Google Kubernetes Engine Autopilot

Software containerization is the modern application programming model that has revolutionized the present day enterprise application development. It not only helps to make the application portable but also makes it scalable, I recently added a post that describes building GraphQL service as a containerized application. The main component of a containerized application is the orchestration engine, Kubernetes. Each major cloud provider has the managed Kubernetes service to provide production ready environment, Google Kubernetes Engine (GKE) is the service available on the Google cloud platform (GCP). Google provides the GKE standard and autopilot modes, autopilot is the fully managed service. This post describes the most useful features of Google Kubernetes Engine Autopilot required to implement an enterprise application

Prerequisites

• Understanding of containerized application architecture
• Basic understanding of Kubernetes
• Experience with GCP and GCP services such as GKE, IAM, Cloud storage, Cloud SQL, etc.

Reference Architecture

We will refer to the above architecture to understand the Google Kubernetes Engine Autopilot features. The diagram is simplified to include the most common components. An enterprise containerized application on GCP is deployed on GKE. It most commonly interfaces with other GCP services such as cloud storage, pubsub and cloud database. Also, a source code repository hosted on a managed git instance connects to GCP as a part of CI/CD setup. And development team members interact with the GCP services using cloud cli. If you want to understand different aspects of an enterprise application project structure including CI/CD, please refer to my recent post

1. Private cluster

Security is the key consideration for any enterprise application, especially hosted on a cloud infrastructure. A virtual private network (VPC) service on GCP allows to secure compute, database and other resources from any outside accesses. A private GKE Autopilot cluster, created in a VPC, is accessible only inside the company network. The nodes created by the private cluster will be in the private network hence making the containerized application more secure

gcloud container clusters create-auto private-cluster-1 \
    --region us-central1 \
    --enable-master-authorized-networks \
    --network my-net \
    --subnetwork my-subnet \
    --cluster-secondary-range-name my-pods \
    --services-secondary-range-name my-services \
    --enable-private-nodesCode language: PHP (php)

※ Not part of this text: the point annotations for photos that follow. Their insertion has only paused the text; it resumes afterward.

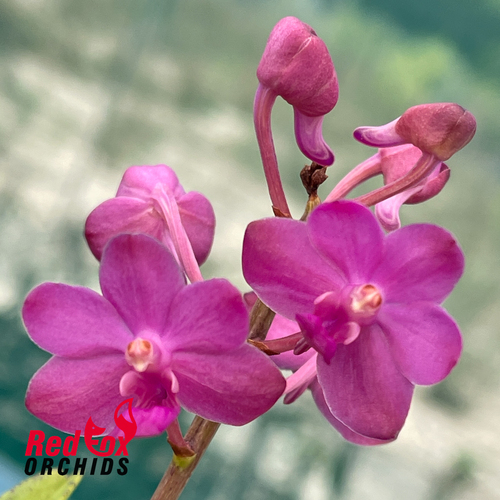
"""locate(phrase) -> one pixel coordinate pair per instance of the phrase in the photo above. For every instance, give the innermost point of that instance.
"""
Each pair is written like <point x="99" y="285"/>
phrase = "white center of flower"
<point x="365" y="301"/>
<point x="140" y="354"/>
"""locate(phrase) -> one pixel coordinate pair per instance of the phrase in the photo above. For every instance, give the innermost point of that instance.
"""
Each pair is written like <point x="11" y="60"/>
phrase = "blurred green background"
<point x="88" y="88"/>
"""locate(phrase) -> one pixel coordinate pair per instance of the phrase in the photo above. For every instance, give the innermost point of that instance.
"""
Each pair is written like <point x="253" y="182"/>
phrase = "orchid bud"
<point x="297" y="66"/>
<point x="395" y="163"/>
<point x="439" y="129"/>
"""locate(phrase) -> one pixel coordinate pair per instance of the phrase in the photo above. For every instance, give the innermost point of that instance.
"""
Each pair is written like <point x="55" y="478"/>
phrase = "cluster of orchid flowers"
<point x="347" y="300"/>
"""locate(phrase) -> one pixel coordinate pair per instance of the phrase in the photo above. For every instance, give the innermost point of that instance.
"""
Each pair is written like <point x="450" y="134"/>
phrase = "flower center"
<point x="151" y="380"/>
<point x="365" y="301"/>
<point x="139" y="354"/>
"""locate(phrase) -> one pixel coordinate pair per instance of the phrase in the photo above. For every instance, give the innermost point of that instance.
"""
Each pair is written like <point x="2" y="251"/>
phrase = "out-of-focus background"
<point x="88" y="88"/>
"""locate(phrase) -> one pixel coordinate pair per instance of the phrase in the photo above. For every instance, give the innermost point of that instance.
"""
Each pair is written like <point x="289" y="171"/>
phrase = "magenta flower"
<point x="150" y="337"/>
<point x="295" y="65"/>
<point x="367" y="303"/>
<point x="146" y="197"/>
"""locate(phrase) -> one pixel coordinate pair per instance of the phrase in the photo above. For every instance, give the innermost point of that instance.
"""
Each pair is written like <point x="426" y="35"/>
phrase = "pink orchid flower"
<point x="368" y="303"/>
<point x="150" y="337"/>
<point x="144" y="203"/>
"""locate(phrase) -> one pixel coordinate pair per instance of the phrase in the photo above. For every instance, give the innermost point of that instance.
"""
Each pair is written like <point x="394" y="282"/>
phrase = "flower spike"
<point x="295" y="65"/>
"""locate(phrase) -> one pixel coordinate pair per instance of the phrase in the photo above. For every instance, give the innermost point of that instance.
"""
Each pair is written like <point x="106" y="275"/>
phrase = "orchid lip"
<point x="365" y="301"/>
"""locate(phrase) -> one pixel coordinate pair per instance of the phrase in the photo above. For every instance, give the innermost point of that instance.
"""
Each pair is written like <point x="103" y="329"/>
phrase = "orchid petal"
<point x="347" y="234"/>
<point x="346" y="433"/>
<point x="121" y="215"/>
<point x="198" y="219"/>
<point x="64" y="393"/>
<point x="140" y="277"/>
<point x="73" y="321"/>
<point x="310" y="138"/>
<point x="207" y="316"/>
<point x="425" y="341"/>
<point x="364" y="388"/>
<point x="140" y="181"/>
<point x="283" y="268"/>
<point x="232" y="388"/>
<point x="421" y="262"/>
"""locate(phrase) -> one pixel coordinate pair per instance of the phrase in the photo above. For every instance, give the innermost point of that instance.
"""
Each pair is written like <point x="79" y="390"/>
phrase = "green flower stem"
<point x="199" y="436"/>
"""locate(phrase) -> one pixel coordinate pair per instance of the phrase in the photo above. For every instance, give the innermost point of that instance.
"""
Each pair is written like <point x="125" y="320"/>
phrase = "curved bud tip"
<point x="383" y="136"/>
<point x="297" y="66"/>
<point x="440" y="129"/>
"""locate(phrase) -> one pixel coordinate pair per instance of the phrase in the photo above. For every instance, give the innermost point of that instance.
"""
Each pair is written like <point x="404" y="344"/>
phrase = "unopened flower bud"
<point x="439" y="129"/>
<point x="297" y="66"/>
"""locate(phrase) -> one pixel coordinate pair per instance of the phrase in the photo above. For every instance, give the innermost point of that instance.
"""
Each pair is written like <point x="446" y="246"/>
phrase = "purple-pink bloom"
<point x="368" y="303"/>
<point x="295" y="65"/>
<point x="141" y="206"/>
<point x="150" y="337"/>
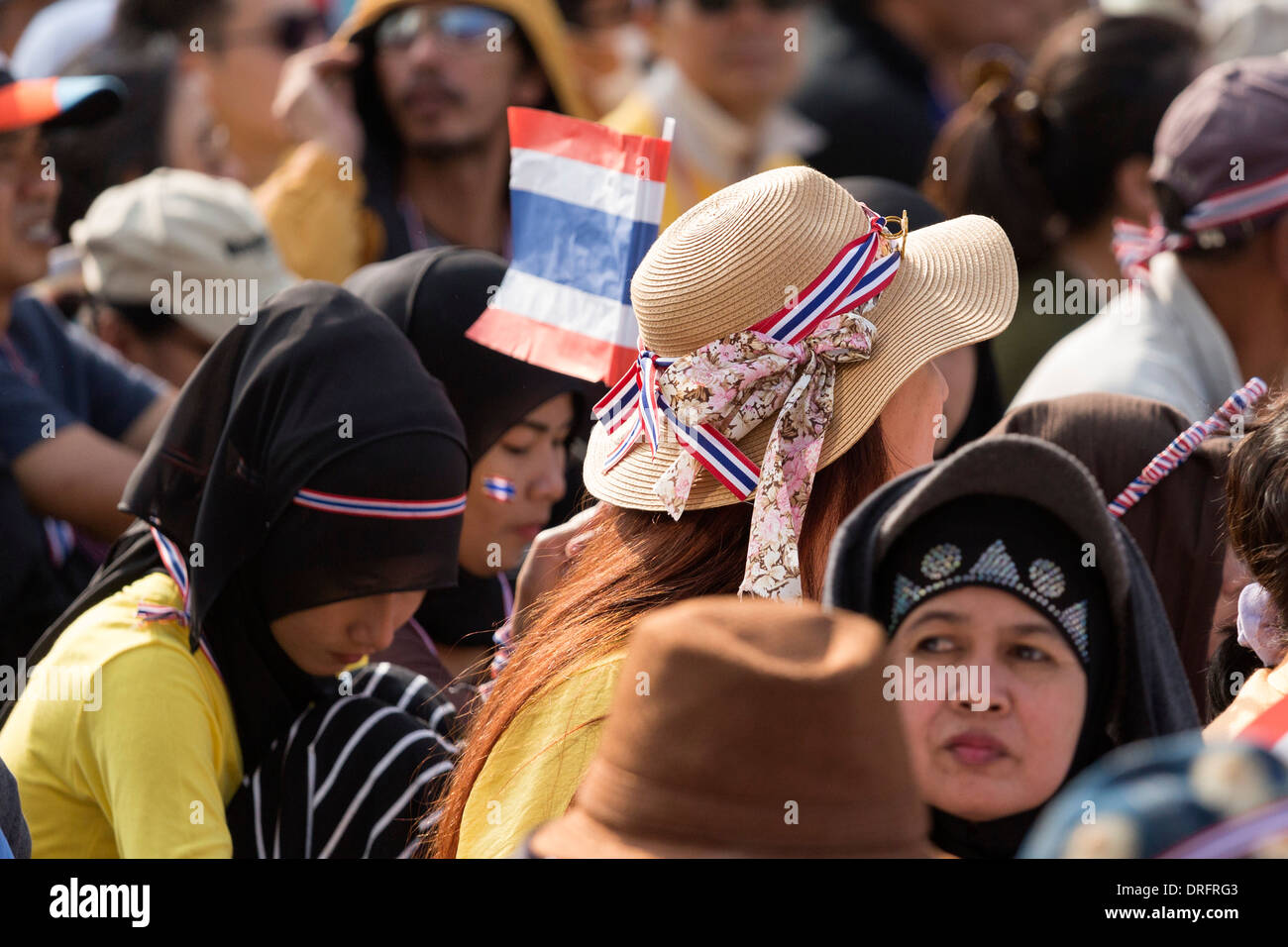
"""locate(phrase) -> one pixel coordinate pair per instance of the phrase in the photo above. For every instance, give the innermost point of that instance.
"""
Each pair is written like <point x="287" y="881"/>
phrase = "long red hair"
<point x="636" y="562"/>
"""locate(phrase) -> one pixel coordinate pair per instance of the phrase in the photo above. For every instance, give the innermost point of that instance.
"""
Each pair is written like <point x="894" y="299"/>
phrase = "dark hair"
<point x="634" y="564"/>
<point x="127" y="146"/>
<point x="1229" y="660"/>
<point x="137" y="21"/>
<point x="147" y="325"/>
<point x="1256" y="493"/>
<point x="1039" y="157"/>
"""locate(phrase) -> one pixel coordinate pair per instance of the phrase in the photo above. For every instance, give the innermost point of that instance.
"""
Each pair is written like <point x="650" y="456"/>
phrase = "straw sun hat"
<point x="733" y="260"/>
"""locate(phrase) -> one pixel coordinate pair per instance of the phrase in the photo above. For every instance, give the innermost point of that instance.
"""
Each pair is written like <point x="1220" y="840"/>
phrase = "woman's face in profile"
<point x="532" y="459"/>
<point x="1014" y="751"/>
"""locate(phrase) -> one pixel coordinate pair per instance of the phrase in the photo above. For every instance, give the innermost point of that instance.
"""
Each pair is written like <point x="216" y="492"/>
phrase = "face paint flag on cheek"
<point x="498" y="488"/>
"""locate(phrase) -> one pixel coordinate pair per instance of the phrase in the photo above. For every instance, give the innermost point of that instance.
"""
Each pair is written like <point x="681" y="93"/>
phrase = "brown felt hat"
<point x="747" y="729"/>
<point x="734" y="258"/>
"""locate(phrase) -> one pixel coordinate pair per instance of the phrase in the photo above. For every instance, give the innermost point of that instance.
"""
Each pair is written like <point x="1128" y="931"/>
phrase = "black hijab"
<point x="434" y="296"/>
<point x="1136" y="682"/>
<point x="274" y="475"/>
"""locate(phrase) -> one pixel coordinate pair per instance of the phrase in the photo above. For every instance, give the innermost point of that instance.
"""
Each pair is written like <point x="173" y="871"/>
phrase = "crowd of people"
<point x="951" y="493"/>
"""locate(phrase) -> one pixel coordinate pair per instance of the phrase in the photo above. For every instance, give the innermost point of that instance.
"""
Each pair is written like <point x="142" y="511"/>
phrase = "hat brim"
<point x="578" y="835"/>
<point x="957" y="285"/>
<point x="58" y="102"/>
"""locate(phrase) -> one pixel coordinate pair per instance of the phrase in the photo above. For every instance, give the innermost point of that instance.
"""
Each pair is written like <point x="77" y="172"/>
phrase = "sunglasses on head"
<point x="712" y="7"/>
<point x="460" y="25"/>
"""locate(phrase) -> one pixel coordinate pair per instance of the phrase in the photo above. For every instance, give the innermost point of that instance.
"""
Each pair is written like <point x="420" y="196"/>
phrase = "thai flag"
<point x="587" y="205"/>
<point x="498" y="488"/>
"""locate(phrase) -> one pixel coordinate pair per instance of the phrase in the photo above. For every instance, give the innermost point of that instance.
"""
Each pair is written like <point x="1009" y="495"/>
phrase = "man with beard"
<point x="402" y="123"/>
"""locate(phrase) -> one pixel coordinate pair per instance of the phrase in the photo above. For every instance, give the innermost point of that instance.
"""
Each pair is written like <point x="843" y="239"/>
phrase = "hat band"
<point x="784" y="367"/>
<point x="1134" y="245"/>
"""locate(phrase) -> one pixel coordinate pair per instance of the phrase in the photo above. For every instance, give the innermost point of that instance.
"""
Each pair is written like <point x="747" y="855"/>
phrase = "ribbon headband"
<point x="1134" y="245"/>
<point x="382" y="509"/>
<point x="1176" y="453"/>
<point x="782" y="368"/>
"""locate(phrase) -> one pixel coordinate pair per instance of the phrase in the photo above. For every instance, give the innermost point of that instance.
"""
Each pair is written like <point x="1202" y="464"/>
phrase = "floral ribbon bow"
<point x="782" y="368"/>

The above cli command creates a private autopilot cluster with limited access to the public endpoint. The GKE endpoint is used for the cluster management. This endpoint can also be kept completely private. However, that will require additional network setup between GCP and your enterprise resources such as source control and development machines. The private cluster with limited access to the public endpoint will help you to achieve extra security with limited setup. With the authorized networks, you can white list IPs to access the public endpoint, e.g. CI/CD server, source control server, developer machine, etc.

gcloud container clusters update private-cluster-1 \
    --master-authorized-networks XXX.XXX.XXX.XXX/YYCode language: PHP (php)

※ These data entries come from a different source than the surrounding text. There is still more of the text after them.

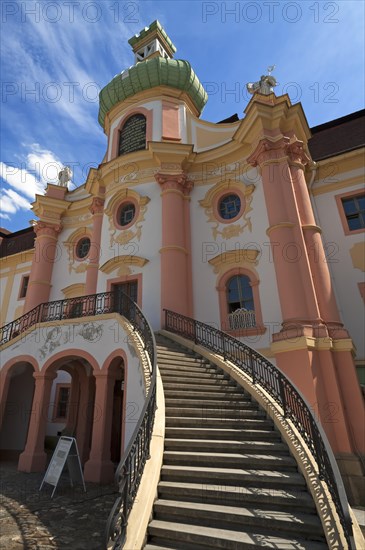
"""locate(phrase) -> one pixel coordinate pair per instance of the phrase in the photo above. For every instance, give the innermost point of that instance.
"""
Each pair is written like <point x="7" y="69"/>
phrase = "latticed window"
<point x="354" y="208"/>
<point x="239" y="293"/>
<point x="126" y="214"/>
<point x="229" y="206"/>
<point x="83" y="247"/>
<point x="132" y="136"/>
<point x="241" y="309"/>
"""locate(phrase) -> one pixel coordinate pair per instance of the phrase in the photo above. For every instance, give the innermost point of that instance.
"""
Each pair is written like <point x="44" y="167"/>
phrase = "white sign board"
<point x="66" y="452"/>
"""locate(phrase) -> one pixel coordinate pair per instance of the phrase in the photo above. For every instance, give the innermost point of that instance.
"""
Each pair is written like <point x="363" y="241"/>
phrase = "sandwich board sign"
<point x="66" y="452"/>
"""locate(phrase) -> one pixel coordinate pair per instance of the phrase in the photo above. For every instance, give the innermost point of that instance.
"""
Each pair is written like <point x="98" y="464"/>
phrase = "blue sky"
<point x="57" y="55"/>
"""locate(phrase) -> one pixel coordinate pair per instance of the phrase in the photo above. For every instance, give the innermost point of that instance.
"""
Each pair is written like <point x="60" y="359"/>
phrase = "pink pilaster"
<point x="175" y="251"/>
<point x="45" y="255"/>
<point x="312" y="235"/>
<point x="99" y="468"/>
<point x="295" y="286"/>
<point x="97" y="208"/>
<point x="34" y="458"/>
<point x="352" y="397"/>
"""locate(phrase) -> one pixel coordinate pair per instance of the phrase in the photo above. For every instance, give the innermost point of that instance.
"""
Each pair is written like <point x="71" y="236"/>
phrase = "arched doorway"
<point x="16" y="410"/>
<point x="79" y="421"/>
<point x="117" y="367"/>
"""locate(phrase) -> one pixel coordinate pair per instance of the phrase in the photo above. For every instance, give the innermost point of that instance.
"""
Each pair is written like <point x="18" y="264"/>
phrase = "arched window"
<point x="240" y="302"/>
<point x="132" y="136"/>
<point x="239" y="294"/>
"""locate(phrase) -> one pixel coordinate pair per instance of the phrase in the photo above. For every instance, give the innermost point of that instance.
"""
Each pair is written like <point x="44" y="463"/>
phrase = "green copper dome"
<point x="155" y="71"/>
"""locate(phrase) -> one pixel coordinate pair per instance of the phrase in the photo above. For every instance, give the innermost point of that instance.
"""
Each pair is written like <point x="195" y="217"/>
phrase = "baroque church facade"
<point x="254" y="226"/>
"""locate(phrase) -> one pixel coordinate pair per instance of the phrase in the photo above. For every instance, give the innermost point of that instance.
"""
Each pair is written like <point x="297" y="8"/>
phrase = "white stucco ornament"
<point x="64" y="176"/>
<point x="265" y="85"/>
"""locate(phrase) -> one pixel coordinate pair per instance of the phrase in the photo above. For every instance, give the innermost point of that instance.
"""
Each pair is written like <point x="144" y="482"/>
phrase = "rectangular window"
<point x="354" y="208"/>
<point x="62" y="402"/>
<point x="24" y="287"/>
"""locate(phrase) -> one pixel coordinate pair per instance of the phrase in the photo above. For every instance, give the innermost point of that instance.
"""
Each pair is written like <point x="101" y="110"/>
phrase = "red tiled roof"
<point x="338" y="136"/>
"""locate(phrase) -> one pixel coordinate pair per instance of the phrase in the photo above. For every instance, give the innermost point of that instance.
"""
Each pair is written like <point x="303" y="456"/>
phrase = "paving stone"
<point x="31" y="520"/>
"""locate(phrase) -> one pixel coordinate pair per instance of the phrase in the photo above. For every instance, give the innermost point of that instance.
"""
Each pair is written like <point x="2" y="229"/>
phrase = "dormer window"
<point x="132" y="136"/>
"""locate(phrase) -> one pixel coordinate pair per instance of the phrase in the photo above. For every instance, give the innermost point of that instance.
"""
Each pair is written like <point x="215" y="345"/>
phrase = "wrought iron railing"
<point x="19" y="243"/>
<point x="130" y="468"/>
<point x="241" y="318"/>
<point x="283" y="392"/>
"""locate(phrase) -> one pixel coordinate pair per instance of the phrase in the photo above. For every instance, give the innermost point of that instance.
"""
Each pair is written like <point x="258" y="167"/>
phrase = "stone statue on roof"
<point x="64" y="176"/>
<point x="265" y="85"/>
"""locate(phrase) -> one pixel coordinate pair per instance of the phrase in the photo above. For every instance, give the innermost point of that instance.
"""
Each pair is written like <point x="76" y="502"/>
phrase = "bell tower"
<point x="152" y="42"/>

2. Service account and role-based access control

Service account and role-based access control (RBAC) allows to grant granular permissions to objects within the cluster. There is a namespaced grouping of resources called Role and a cluster-level grouping of resources called ClusterRole. If you are working on an application using GKE, it will require you to create a service account and bind it to either Role or ClusterRole or both. For example, if the application schedules jobs then the service account will require a Role that allows to create, list and delete pods. And if the application modifies persistent volume (pv) then the service account will require a ClusterRole that allows to create, list and delete pv

3. Workload identity

While service account and RBAC is for the access control within cluster, workload identity is the recommended way for the workloads running on GKE to access Google Cloud services in a secure and manageable way. Workload Identity allows a service account in your GKE cluster to act as an IAM service account so that it can access GCP services such as cloud storage, pubsub, etc. In the reference architecture above, the application on GKE interfaces with cloud storage and pubsub which will require workload identity. Autopilot clusters enable Workload Identity by default. Follow the steps at this link to enable your application to use workload identity

4. IP masquerading and Egress NAT policy

IP masquerading is a form of source network address translation (SNAT) used to perform many-to-one IP address translations. GKE uses IP masquerading to change the source IP addresses of packets sent from pods so that recipients can see the packets from the pods as if received from the nodes. This is a very important feature because various resources on a corporate network receive traffic only from specific IP ranges due to security reasons. In the reference architecture, the application is on a private network and it connects to source code repository in the same corporate network. Unless the pod IP range is in the corporate network, the cluster will require the pod to emit data packets with node IP instead of pod IP for the connectivity. GKE Autopilot cluster creates default Egress NAT policy with set of non-masquerade IP ranges

kubectl edit egressnatpolicies defaultCode language: JavaScript (javascript)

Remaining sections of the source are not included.